A ce sujet, nous avons laissé s'exprimer plusieurs opinions. Dont celle de Joël Kotek, un Juif belge se réclamant des modérés. "Pour me situer à vos lecteurs, disons que vous trouverez beaucoup plus à droite ou plus à gauche que moi" précise ce professeur de l'ULB dont la première précaution sera de nous dire: "Je ne dis pas qu'il faut être pro-israélien, je dis qu'il faut être mesuré". Parce qu'en la matière on n'est apparemment jamais trop prudent.

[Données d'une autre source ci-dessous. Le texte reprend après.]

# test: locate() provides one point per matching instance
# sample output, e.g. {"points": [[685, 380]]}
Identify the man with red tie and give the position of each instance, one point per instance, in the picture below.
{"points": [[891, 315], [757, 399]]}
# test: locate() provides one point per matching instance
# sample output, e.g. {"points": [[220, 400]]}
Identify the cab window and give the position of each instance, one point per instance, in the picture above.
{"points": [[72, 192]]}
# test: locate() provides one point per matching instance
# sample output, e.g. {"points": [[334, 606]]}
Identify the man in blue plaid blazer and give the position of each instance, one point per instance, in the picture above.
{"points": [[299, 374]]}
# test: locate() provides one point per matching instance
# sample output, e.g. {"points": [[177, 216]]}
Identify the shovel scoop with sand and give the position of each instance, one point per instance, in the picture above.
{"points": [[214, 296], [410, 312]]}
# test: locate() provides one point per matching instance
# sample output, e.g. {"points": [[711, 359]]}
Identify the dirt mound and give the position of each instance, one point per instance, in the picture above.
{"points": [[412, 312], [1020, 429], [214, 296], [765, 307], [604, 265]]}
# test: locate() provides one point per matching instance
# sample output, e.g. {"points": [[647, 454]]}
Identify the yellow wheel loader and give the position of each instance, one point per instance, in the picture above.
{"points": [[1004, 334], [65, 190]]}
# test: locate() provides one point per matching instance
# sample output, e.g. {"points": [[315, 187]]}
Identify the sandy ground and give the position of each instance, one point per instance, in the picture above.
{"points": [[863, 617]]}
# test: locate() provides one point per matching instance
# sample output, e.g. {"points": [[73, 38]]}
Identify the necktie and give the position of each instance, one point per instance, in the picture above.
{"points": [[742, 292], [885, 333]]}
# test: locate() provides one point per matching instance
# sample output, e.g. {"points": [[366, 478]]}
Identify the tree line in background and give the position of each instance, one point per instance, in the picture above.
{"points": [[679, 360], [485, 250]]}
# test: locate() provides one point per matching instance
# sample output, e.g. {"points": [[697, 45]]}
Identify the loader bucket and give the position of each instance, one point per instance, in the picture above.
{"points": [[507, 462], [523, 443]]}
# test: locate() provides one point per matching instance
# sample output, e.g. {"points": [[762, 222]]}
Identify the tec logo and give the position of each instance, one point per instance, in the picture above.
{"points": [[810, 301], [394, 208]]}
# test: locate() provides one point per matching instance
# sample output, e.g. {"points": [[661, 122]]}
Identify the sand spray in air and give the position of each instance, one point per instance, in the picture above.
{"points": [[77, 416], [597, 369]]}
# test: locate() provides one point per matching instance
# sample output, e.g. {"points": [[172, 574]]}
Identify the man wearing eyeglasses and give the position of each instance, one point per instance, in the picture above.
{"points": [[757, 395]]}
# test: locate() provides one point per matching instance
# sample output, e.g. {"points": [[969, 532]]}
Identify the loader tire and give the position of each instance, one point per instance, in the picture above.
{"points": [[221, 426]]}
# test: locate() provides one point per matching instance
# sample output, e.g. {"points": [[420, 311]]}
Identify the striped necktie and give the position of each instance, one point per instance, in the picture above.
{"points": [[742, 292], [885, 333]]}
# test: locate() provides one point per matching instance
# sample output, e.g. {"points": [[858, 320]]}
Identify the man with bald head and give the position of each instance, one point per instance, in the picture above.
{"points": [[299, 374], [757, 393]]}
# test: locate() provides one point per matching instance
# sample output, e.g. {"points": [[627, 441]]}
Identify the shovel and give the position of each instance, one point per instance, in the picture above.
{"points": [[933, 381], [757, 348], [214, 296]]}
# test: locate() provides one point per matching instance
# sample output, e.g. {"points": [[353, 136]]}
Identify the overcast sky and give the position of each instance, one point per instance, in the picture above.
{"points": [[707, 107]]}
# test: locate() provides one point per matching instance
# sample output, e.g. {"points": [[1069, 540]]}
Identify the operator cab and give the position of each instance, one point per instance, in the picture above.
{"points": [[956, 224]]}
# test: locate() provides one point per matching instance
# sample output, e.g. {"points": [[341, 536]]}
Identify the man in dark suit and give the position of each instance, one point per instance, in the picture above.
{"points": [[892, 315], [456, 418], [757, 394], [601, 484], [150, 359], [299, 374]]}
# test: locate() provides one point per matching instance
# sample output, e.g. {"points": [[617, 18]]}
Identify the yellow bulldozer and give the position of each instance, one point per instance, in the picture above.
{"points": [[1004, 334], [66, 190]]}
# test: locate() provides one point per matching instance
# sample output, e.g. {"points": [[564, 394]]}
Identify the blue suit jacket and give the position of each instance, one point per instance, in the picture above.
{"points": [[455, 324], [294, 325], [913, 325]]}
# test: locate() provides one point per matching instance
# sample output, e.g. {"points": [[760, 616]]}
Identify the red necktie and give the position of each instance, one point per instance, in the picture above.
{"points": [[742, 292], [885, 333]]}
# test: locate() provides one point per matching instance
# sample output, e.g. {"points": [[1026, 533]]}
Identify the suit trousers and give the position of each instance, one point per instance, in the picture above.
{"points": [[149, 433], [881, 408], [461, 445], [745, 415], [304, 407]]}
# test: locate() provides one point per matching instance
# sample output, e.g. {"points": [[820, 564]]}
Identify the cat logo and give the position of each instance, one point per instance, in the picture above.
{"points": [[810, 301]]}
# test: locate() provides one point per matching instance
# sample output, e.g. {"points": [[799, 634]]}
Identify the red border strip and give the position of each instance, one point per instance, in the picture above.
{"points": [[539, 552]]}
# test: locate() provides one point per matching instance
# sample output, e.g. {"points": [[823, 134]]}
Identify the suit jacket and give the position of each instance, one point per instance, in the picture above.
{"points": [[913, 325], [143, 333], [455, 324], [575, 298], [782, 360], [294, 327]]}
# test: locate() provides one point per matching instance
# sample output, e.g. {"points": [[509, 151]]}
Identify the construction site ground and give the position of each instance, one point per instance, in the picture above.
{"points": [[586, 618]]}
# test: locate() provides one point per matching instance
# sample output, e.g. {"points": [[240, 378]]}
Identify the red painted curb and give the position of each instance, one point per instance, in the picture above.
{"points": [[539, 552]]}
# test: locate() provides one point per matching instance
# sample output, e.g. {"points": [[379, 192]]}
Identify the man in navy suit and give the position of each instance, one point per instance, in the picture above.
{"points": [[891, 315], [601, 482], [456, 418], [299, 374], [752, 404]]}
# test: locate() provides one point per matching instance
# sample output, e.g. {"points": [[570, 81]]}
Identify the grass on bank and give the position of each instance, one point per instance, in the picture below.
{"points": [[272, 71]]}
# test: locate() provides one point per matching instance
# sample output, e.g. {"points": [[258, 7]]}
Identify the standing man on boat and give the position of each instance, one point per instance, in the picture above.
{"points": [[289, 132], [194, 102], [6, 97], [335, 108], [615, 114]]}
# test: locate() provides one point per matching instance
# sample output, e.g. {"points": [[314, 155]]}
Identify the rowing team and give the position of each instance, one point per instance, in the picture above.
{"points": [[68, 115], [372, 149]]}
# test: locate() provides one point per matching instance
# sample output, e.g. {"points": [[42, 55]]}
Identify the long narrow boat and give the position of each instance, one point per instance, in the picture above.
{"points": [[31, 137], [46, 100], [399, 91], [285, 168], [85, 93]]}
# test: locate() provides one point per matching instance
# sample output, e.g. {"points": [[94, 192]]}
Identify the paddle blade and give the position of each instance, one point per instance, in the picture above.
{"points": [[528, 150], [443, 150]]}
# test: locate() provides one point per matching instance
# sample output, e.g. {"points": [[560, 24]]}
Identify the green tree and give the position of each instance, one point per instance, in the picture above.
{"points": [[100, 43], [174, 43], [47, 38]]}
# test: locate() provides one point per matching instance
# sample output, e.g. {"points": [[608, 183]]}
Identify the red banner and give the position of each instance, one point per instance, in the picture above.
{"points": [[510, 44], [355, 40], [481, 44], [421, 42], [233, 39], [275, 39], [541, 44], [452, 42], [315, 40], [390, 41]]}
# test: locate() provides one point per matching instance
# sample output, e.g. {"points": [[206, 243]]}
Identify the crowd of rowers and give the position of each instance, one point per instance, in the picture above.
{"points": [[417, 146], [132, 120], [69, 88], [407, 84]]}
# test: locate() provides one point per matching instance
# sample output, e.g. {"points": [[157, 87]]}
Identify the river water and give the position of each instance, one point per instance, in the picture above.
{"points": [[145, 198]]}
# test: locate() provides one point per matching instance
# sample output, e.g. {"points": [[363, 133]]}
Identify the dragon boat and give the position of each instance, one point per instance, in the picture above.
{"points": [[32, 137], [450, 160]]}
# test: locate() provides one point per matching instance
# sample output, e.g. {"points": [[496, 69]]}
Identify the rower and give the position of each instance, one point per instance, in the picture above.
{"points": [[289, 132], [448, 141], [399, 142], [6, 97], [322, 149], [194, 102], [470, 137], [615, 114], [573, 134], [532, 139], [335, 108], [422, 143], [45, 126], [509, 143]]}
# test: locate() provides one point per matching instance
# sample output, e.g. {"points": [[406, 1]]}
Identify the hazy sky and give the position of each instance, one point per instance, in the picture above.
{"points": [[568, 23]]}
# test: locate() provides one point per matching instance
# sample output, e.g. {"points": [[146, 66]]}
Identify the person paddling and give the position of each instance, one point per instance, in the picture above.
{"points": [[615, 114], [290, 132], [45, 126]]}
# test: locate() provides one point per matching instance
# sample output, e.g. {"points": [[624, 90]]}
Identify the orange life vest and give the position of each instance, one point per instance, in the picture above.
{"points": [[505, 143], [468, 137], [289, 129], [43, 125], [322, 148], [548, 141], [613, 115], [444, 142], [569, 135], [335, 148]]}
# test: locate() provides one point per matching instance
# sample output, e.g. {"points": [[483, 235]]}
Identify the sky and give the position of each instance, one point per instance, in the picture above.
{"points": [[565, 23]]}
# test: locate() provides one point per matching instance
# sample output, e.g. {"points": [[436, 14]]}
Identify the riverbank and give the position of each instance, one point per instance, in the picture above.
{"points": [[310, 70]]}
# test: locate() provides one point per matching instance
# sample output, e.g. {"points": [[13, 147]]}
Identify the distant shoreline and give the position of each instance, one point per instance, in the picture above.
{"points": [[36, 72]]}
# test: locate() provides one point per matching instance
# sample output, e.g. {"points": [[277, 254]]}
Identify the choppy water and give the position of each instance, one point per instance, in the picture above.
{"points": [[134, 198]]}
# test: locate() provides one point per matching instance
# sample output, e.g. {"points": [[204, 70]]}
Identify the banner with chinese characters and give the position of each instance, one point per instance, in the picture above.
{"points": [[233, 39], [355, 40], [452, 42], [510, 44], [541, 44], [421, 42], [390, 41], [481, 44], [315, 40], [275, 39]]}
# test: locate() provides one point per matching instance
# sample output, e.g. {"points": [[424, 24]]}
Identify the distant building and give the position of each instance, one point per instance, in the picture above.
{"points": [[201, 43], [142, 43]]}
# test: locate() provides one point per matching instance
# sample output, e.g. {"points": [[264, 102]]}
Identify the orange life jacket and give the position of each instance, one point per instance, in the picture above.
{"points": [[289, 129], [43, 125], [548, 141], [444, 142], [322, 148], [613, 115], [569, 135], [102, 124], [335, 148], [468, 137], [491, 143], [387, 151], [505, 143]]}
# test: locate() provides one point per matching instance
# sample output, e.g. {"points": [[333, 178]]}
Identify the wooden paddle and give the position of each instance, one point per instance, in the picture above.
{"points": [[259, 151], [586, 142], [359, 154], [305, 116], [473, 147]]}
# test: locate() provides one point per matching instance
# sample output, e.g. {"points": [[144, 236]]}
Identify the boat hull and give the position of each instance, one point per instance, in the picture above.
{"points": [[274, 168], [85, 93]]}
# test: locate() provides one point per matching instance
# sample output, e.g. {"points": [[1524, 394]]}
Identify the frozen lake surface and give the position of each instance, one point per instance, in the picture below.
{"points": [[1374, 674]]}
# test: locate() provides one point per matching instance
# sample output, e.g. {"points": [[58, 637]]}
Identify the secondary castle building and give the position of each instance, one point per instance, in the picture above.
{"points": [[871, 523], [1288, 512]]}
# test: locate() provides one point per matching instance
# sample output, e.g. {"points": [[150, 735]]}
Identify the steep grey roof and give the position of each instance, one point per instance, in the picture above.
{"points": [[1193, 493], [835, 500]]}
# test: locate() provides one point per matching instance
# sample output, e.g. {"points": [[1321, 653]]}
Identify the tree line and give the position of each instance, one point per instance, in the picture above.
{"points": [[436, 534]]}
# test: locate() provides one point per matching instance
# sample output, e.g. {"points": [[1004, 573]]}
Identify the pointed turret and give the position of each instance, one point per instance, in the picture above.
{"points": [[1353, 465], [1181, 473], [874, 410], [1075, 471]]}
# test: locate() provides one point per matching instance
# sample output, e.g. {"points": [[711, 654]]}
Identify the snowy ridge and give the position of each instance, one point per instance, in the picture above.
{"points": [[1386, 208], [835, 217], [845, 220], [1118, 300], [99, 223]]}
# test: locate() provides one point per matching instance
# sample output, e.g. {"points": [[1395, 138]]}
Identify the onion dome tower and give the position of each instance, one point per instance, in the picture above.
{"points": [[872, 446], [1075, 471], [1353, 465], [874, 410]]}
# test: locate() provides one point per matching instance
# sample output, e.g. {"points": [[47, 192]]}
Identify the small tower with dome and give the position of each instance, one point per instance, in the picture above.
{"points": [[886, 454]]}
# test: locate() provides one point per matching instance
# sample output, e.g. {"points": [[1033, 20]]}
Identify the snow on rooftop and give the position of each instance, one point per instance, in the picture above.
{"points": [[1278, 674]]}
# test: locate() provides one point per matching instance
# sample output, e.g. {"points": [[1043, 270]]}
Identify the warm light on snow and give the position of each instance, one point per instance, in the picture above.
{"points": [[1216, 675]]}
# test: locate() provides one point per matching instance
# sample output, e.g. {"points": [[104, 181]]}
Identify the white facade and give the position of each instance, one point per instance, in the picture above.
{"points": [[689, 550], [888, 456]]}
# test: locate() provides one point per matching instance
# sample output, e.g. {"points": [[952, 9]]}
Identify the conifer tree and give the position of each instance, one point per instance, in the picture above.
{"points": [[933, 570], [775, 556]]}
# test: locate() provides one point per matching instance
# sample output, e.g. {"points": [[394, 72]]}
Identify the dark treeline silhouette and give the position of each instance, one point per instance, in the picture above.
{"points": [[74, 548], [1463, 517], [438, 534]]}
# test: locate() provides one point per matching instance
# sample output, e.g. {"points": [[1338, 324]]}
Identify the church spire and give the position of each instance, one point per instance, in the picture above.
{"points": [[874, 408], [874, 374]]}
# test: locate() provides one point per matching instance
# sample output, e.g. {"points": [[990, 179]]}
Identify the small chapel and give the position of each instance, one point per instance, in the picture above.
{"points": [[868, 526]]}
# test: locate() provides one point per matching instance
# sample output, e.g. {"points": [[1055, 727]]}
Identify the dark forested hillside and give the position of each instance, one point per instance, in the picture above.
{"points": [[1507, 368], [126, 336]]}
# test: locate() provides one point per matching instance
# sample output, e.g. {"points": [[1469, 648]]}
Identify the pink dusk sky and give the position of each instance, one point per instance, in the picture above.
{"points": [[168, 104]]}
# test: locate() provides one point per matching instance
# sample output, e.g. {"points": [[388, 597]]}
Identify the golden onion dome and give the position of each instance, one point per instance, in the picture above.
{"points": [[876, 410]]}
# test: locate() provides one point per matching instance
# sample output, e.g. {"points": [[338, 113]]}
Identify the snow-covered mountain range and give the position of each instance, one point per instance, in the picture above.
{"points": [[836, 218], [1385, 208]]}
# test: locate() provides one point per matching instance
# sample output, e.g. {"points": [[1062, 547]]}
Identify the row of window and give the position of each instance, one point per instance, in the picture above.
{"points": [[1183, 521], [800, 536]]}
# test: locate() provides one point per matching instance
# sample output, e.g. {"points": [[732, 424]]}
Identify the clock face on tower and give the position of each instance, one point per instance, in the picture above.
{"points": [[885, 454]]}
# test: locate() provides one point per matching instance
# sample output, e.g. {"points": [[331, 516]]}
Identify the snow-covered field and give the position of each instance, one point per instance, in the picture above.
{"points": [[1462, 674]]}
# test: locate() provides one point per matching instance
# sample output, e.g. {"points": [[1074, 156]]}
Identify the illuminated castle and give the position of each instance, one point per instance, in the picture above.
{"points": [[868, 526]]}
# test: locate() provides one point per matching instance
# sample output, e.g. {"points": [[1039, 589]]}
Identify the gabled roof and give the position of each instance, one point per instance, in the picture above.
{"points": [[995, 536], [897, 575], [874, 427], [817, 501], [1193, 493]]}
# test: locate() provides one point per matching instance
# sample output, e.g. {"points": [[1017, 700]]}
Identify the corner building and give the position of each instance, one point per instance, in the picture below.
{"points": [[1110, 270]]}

En tant que Juif, on vous imagine concerné, peut-être même bouleversé par les hostilités à Gaza. Votre quotidien a-t-il changé depuis le début du conflit?
Joël Kotek - Je suis surtout attristé et je vous expliquerai pourquoi. Mais permettez-moi d'abord de ne pas me plaindre. La rue belge ne crie pas "mort aux Juifs!" et on ne me traite pas encore de tueur d'enfant dans la file de mon supermarché. Ce qui est presque étonnant, d'ailleurs. Parce que si, comme beaucoup de Belges, ma connaissance du contexte israélo-palestinien dépendait uniquement de ce qu'en disaient la presse et la télévision belges, je crois que moi aussi je deviendrais farouchement antisioniste...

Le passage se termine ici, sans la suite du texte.